The proportion of patients administered rescue medications was 4% in the olanzapine cohort compared to 11% in the observation cohort. In terms of safety, grade 1 somnolence was reported by 10% of patients in the olanzapine cohort following administration of chemotherapy compared to no patients in the observation cohort. No additional AEs considered related to olanzapine were reported in the trial.

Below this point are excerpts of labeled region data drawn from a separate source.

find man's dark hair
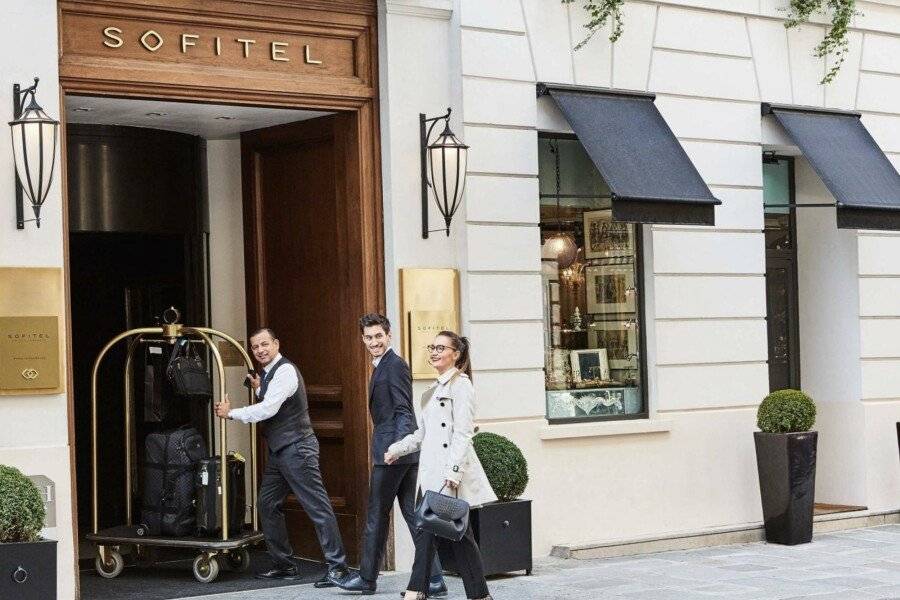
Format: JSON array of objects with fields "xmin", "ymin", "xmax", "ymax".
[
  {"xmin": 247, "ymin": 327, "xmax": 278, "ymax": 342},
  {"xmin": 359, "ymin": 313, "xmax": 391, "ymax": 333}
]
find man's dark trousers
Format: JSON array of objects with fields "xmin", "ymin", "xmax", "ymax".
[
  {"xmin": 259, "ymin": 435, "xmax": 346, "ymax": 569},
  {"xmin": 359, "ymin": 350, "xmax": 441, "ymax": 581}
]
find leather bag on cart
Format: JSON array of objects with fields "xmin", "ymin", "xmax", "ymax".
[
  {"xmin": 194, "ymin": 454, "xmax": 247, "ymax": 537},
  {"xmin": 166, "ymin": 338, "xmax": 212, "ymax": 398},
  {"xmin": 141, "ymin": 427, "xmax": 207, "ymax": 537}
]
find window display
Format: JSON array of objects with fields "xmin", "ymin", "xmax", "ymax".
[{"xmin": 539, "ymin": 136, "xmax": 647, "ymax": 422}]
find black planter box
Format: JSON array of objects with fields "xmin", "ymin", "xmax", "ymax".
[
  {"xmin": 438, "ymin": 500, "xmax": 532, "ymax": 576},
  {"xmin": 753, "ymin": 431, "xmax": 818, "ymax": 546},
  {"xmin": 0, "ymin": 540, "xmax": 56, "ymax": 600}
]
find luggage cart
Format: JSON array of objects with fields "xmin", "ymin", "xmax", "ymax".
[{"xmin": 85, "ymin": 308, "xmax": 263, "ymax": 583}]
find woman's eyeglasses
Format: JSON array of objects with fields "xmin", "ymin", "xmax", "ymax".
[{"xmin": 425, "ymin": 344, "xmax": 456, "ymax": 354}]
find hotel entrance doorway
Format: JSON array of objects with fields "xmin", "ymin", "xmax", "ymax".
[{"xmin": 59, "ymin": 0, "xmax": 384, "ymax": 592}]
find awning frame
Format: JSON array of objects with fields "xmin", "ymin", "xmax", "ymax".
[
  {"xmin": 536, "ymin": 82, "xmax": 722, "ymax": 226},
  {"xmin": 760, "ymin": 102, "xmax": 900, "ymax": 231}
]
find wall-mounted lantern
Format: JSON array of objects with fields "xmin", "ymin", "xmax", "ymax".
[
  {"xmin": 419, "ymin": 108, "xmax": 469, "ymax": 239},
  {"xmin": 9, "ymin": 77, "xmax": 59, "ymax": 229}
]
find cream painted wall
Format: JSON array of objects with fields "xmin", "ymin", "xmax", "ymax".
[
  {"xmin": 0, "ymin": 0, "xmax": 76, "ymax": 599},
  {"xmin": 372, "ymin": 0, "xmax": 900, "ymax": 554}
]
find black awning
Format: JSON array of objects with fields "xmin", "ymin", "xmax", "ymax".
[
  {"xmin": 538, "ymin": 83, "xmax": 721, "ymax": 225},
  {"xmin": 762, "ymin": 104, "xmax": 900, "ymax": 230}
]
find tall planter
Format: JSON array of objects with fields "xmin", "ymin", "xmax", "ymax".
[
  {"xmin": 0, "ymin": 540, "xmax": 56, "ymax": 600},
  {"xmin": 753, "ymin": 431, "xmax": 818, "ymax": 546}
]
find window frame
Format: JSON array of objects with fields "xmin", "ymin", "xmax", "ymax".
[{"xmin": 538, "ymin": 131, "xmax": 650, "ymax": 425}]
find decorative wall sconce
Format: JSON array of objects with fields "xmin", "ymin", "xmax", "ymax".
[
  {"xmin": 9, "ymin": 77, "xmax": 59, "ymax": 229},
  {"xmin": 419, "ymin": 108, "xmax": 469, "ymax": 239}
]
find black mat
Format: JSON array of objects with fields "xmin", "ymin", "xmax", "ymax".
[{"xmin": 81, "ymin": 550, "xmax": 325, "ymax": 600}]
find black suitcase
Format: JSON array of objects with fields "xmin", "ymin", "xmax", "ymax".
[
  {"xmin": 194, "ymin": 454, "xmax": 247, "ymax": 537},
  {"xmin": 141, "ymin": 427, "xmax": 207, "ymax": 537}
]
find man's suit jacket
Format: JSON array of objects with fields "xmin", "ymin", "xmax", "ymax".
[{"xmin": 369, "ymin": 350, "xmax": 419, "ymax": 465}]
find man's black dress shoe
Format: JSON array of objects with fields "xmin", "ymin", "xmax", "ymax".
[
  {"xmin": 338, "ymin": 573, "xmax": 375, "ymax": 596},
  {"xmin": 313, "ymin": 567, "xmax": 350, "ymax": 588},
  {"xmin": 256, "ymin": 567, "xmax": 301, "ymax": 580},
  {"xmin": 428, "ymin": 577, "xmax": 447, "ymax": 598}
]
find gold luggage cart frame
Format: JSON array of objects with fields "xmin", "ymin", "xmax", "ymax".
[{"xmin": 85, "ymin": 322, "xmax": 263, "ymax": 583}]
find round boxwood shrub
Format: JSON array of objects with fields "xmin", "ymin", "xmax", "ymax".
[
  {"xmin": 472, "ymin": 431, "xmax": 528, "ymax": 502},
  {"xmin": 756, "ymin": 390, "xmax": 816, "ymax": 433},
  {"xmin": 0, "ymin": 465, "xmax": 44, "ymax": 544}
]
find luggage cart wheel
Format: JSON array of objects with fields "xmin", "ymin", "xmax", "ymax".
[
  {"xmin": 94, "ymin": 550, "xmax": 125, "ymax": 579},
  {"xmin": 194, "ymin": 554, "xmax": 219, "ymax": 583},
  {"xmin": 228, "ymin": 548, "xmax": 250, "ymax": 573}
]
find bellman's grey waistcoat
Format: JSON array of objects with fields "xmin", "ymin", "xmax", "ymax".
[{"xmin": 258, "ymin": 356, "xmax": 313, "ymax": 452}]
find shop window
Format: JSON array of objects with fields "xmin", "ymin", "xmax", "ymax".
[
  {"xmin": 538, "ymin": 135, "xmax": 647, "ymax": 423},
  {"xmin": 763, "ymin": 155, "xmax": 800, "ymax": 391}
]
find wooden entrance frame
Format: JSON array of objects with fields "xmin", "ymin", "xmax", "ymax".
[{"xmin": 58, "ymin": 0, "xmax": 390, "ymax": 594}]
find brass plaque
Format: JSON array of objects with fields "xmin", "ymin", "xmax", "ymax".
[
  {"xmin": 400, "ymin": 269, "xmax": 459, "ymax": 379},
  {"xmin": 0, "ymin": 317, "xmax": 60, "ymax": 392},
  {"xmin": 217, "ymin": 340, "xmax": 247, "ymax": 367},
  {"xmin": 408, "ymin": 310, "xmax": 457, "ymax": 379}
]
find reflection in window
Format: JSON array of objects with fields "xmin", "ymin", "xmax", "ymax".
[{"xmin": 539, "ymin": 137, "xmax": 646, "ymax": 422}]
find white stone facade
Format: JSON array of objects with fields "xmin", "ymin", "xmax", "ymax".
[{"xmin": 381, "ymin": 0, "xmax": 900, "ymax": 568}]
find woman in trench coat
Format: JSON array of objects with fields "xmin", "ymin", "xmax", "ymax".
[{"xmin": 384, "ymin": 331, "xmax": 497, "ymax": 600}]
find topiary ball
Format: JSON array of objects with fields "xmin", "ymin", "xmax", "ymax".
[
  {"xmin": 472, "ymin": 431, "xmax": 528, "ymax": 502},
  {"xmin": 0, "ymin": 465, "xmax": 45, "ymax": 544},
  {"xmin": 756, "ymin": 390, "xmax": 816, "ymax": 433}
]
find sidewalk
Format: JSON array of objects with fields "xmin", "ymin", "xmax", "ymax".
[{"xmin": 186, "ymin": 525, "xmax": 900, "ymax": 600}]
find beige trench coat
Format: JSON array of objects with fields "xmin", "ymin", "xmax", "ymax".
[{"xmin": 388, "ymin": 369, "xmax": 497, "ymax": 506}]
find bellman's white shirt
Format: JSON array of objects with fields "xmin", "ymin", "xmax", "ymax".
[{"xmin": 228, "ymin": 352, "xmax": 300, "ymax": 423}]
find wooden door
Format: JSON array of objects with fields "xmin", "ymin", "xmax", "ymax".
[{"xmin": 241, "ymin": 113, "xmax": 372, "ymax": 563}]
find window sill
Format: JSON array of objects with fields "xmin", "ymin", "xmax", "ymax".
[{"xmin": 541, "ymin": 419, "xmax": 672, "ymax": 440}]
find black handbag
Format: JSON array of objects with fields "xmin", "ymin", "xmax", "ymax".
[
  {"xmin": 416, "ymin": 485, "xmax": 469, "ymax": 542},
  {"xmin": 166, "ymin": 338, "xmax": 212, "ymax": 398}
]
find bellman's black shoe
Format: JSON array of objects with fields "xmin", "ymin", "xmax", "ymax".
[
  {"xmin": 428, "ymin": 577, "xmax": 447, "ymax": 598},
  {"xmin": 338, "ymin": 573, "xmax": 375, "ymax": 596},
  {"xmin": 313, "ymin": 566, "xmax": 350, "ymax": 588},
  {"xmin": 256, "ymin": 567, "xmax": 301, "ymax": 580}
]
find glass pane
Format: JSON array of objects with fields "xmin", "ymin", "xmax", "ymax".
[
  {"xmin": 763, "ymin": 160, "xmax": 793, "ymax": 250},
  {"xmin": 539, "ymin": 138, "xmax": 646, "ymax": 420}
]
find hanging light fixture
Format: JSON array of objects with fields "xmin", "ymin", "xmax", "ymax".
[
  {"xmin": 544, "ymin": 140, "xmax": 578, "ymax": 269},
  {"xmin": 9, "ymin": 77, "xmax": 59, "ymax": 229},
  {"xmin": 419, "ymin": 108, "xmax": 469, "ymax": 239}
]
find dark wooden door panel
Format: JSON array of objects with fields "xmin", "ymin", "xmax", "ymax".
[{"xmin": 241, "ymin": 115, "xmax": 377, "ymax": 563}]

“Considering that CINV is a major problem with no positive inferences or benefits for patients, allowing such high CINV rates should not be acceptable,” the study authors wrote. “Additionally, if there are efficacious, safe, and cost-effective medications (such as olanzapine) to ensure high CR rates, these medications should be considered for increased patient benefit and evaluated in trials.”¹

References

1. Ostwal V, Ramaswamy A, Mandavkar S, et al. Olanzapine as Antiemetic Prophylaxis in Moderately Emetogenic Chemotherapy: A Phase 3 Randomized Clinical Trial. JAMA Netw Open. 2024;7(8):e2426076. doi:10.1001/jamanetworkopen.2024.26076

2. Navari RM, Pywell CM, Le-Rademacher JG, et al. Olanzapine for the Treatment of Advanced Cancer-Related Chronic Nausea and/or Vomiting. JAMA Oncology. 2020. doi: 10.1001/jamaoncol.2020.1052.